Deutsche Powerfrau hat in Marbella ihr Leben neu erfunden
Wow. Sie selbst würde sich nie als Powerfrau bezeichnen. Viel zu abgedroschen, findet sie – doch wer hört, was sie in den letzten Jahren erreicht hat, kommt unweigerlich zu dem Schluss: eine Macherin mit Mut und Entschlossenheit. Eine, die ihre Komfortzone hinter sich ließ und aus einem goldenen Käfig entwichen ist. Nach Marbella.
WOLFGANG STEPHAN
Marbella
Donnerstag, 10. Juli 2025
Wenn der Schreibtisch der Spiegel der Seele ist – was Psychologen so behaupten – dann wird es schwierig, aus der Betrachtung ihres Arbeitsplatzes eine Schlussfolgerung zu ziehen. Außer: Es könnten Nuancen von Neid entstehen, denn Yvonne Stamm arbeitet in Marbella auf dem Balkon ihres Apartments mit Blick auf das Mittelmeer. Laptop, Mineralwasser, Notizblock. Und den Kopf voller Wissen und Ideen.
Die im hessischen Marburg geborene Mutter einer 19- und 17-jährigen Tochter genießt das Privileg, im Homeoffice von überall in der Welt zu arbeiten: Sie ist unter anderem zertifizierte Übersetzerin und Dolmetscherin und bietet online vor allem Deutschunterricht an: Für Mitarbeitende in Konzernen, aber auch für Privatkunden, neuerdings vermehrt an der Costa del Sol, ihrem Domizil, das sie mehr oder weniger zufällig gefunden hat.

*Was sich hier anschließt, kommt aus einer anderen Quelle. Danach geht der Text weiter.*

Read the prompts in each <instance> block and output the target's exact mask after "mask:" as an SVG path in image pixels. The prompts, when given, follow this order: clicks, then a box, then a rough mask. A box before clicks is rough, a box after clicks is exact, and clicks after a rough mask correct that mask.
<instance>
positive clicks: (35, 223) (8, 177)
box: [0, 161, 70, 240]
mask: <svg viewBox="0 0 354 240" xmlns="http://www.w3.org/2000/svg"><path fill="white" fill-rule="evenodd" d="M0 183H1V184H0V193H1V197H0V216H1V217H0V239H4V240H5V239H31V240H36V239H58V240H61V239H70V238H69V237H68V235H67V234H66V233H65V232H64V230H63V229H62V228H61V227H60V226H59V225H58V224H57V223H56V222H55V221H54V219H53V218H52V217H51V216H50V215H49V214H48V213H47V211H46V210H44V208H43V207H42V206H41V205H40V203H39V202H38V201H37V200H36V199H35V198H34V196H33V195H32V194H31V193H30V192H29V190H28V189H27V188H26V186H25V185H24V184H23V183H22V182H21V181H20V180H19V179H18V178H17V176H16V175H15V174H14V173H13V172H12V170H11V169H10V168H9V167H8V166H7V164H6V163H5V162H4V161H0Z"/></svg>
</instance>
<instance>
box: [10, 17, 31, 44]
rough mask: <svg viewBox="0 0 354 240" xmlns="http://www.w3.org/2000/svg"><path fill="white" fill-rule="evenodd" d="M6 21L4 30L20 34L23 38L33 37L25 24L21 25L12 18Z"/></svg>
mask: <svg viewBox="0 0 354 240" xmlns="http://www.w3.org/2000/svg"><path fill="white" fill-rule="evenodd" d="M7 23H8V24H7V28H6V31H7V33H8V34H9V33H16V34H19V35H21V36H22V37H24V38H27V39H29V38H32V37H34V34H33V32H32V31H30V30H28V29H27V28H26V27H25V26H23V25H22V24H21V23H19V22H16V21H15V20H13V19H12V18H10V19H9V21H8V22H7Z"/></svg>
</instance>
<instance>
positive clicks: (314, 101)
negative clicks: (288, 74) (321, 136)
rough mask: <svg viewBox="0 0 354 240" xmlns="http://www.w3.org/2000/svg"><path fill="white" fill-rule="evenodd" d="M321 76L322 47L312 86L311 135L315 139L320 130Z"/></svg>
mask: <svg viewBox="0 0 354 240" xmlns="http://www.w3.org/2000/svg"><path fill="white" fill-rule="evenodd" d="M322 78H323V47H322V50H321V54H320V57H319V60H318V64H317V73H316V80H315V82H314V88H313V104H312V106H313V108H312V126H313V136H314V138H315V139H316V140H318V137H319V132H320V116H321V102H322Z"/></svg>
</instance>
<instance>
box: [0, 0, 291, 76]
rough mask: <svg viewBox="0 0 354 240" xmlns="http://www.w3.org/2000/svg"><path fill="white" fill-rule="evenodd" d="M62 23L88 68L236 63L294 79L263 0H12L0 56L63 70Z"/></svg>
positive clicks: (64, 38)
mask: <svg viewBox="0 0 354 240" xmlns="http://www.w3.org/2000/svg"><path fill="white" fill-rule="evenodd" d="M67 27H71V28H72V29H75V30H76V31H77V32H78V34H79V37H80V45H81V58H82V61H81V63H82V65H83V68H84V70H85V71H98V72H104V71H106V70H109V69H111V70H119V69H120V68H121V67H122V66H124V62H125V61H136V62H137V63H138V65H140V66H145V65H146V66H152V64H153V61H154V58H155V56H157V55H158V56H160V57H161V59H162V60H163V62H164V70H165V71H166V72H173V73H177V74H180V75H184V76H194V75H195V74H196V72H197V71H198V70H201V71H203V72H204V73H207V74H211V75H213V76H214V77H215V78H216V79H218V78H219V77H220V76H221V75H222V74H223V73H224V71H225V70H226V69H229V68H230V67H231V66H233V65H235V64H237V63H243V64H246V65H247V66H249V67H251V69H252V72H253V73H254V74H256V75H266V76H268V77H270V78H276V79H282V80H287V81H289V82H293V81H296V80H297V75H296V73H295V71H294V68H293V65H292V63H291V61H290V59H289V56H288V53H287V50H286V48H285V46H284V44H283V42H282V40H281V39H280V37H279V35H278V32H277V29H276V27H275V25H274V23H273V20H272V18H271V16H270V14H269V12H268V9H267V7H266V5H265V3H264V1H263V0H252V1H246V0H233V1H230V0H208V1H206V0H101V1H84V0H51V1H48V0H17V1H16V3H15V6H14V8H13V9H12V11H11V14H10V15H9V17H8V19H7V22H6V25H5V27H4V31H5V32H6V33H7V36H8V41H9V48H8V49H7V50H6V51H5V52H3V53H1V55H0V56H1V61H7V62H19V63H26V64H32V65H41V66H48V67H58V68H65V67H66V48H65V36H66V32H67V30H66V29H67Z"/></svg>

Rom oder Málaga standen zur Auswahl. Die Antwort lautete Marbella. Der Ort des Neuanfangs einer Frau, die in Deutschland eine Welt hinter sich ließ, die eigentlich nichts zu wünschen übrig ließ. Eigentlich.
Mit jedem Online-Kurs kam sie sich selbst ein Stück näher. «Durch meine Arbeit fand ich wieder meine innere Balance»
«Ja, das Leben schien es damals ziemlich gut mit mir gemeint zu haben», sagt die Frau in den besten Jahren des Lebens. Abitur, Dolmetscher-Studium in Gießen, dann Mitte der neunziger Jahre erste Engagements als Übersetzerin in Konzernen in Frankfurt. Eigentlich lief alles perfekt, sagt sie. Bis sie spürte, dass ihr das Übersetzen wenig Spielraum für Kreativität ließ. «Mir war das schlicht langweilig.» Als Alliance-Managerin in einer großen Wirtschaftsprüfungs- und Steuerberatungsfirma war sie für die strategische Ausrichtung zuständig. Karriere auf Kurs. Bis zum Knick. Denn: Heirat, zwei Kinder, Leben im Taunus. Ein Haus, Tennis, Pferde, Malerei. Der Inbegriff bürgerlicher Erfüllung.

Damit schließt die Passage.